Second tremor today.
“This place don’t want us here,” said Tom. “My mother belonged to this land. Before they come and stole her from it. I remember her words: If the earth speaks… you listen.”
Smoke stung Clarence’s eyes. A tear broke loose, smudging grime down his cheek. “You do what you feel is right. I’m not going anywhere.”
He saluted with the bottle, raised it to his lips.
The staccato laugh of a kookaburra woke Clarence, cutting deep into his hangover.
The others had gone early. He’d heard them pack but didn’t bother rousing for pleasantries. He’d see them soon anyway. When he wheeled into town pushing a barrow full of gold.
He ate a joyless breakfast of jerky and stale damper. Listened to the morning chorus of the bush. The kookaburra joined him, pecking at the carcass of last night’s chicken.
Clarence struck camp. His companions had been dead set against pitching in the gulch. He knew better. Wet season wasn’t for a few months. He’d save a lot of time and effort not having to navigate the rocks each day.
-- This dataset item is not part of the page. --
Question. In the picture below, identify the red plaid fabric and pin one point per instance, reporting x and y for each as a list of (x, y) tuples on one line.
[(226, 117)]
The way down was tricky, but he took his time and managed his gear well. He set his tent on the surest ground he could find, grabbed his dishpan, and went about scouring the creek for something that snagged his eye.
The day was a scorcher once the sun rose over the basin.
Clarence worked the creek, sloshing water and silt in his pan for the faintest trace of colour.
Come afternoon, frustration finally got the better of him. Clarence moved down the creek. The going was tougher, footing less reliable, but he was keen to toil new ground.
He thought he spied a glint as he rounded a harsh bend. Clarence dropped to his knees. He dragged his fingers through the clay, tracing the grooves in the bedrock. His hands shook as he raised them to the light.
Flecks of gold sparkled in the trickle of clay.
Clarence laughed; it sounded strange in his ears.
He dug his pan into the creek and scooped a mound of muck. Water and clay flew everywhere as he thrashed the pan. Then he spotted a flash of colour in a deep crack of the rock wall. He ditched his pan and reached in.
Clarence gasped. His hand shot back out.
The snake had bitten him three times.
He took a few hasty steps back and studied his wounds: several angry pocks spotted with blood. The serpent slowly emerged from the crack, golden brown scales catching the sun. It ignored him as it weaved its way down the gulch.
Clarence swore at himself. He glanced around at the looming rock walls. The sun hung low. Panic pushed up into his throat but he swallowed it like he did everything else. He took off his cabbage tree hat, wiped the sweat from his brow with the crook of an arm, and strolled back up the creek.
Clarence whistled a tune as he watched the billy boil on the fire. He didn’t think he’d be drinking the tea. His guts were furious. His head pounded. The bad hand was so swollen that the heat of his pulse throbbed up his arm and into his neck.
He soon buckled over. Fell to the uncaring earth.
Clarence gazed up at the late afternoon sky. He struggled to focus. The gentle run of the creek was lulling him to sleep.
The ground bucked. Groaned and shook.
There were several loud cracks of rock and a gush of water. The creek surged with renewed life. Fresh water from the earth flowed through the gulch.
Clarence twisted to face the ruckus. His crooked breath stuck in his lungs.
The creek shone gold.
It glittered like stars in the southern night sky.
Clarence strained as he reached for the stars. He barely budged, his body as rigid as the rock it rested on.
He sighed. Stopped clutching the air. Flopped his good arm over his chest.
Clarence smiled. Sobbed. Fought for the next breath. All the while marvelling at the glorious sight before him.
Further down the creek, a kookaburra dived into the gulch, hooked a snake in its beak, and flew for the nearest tree.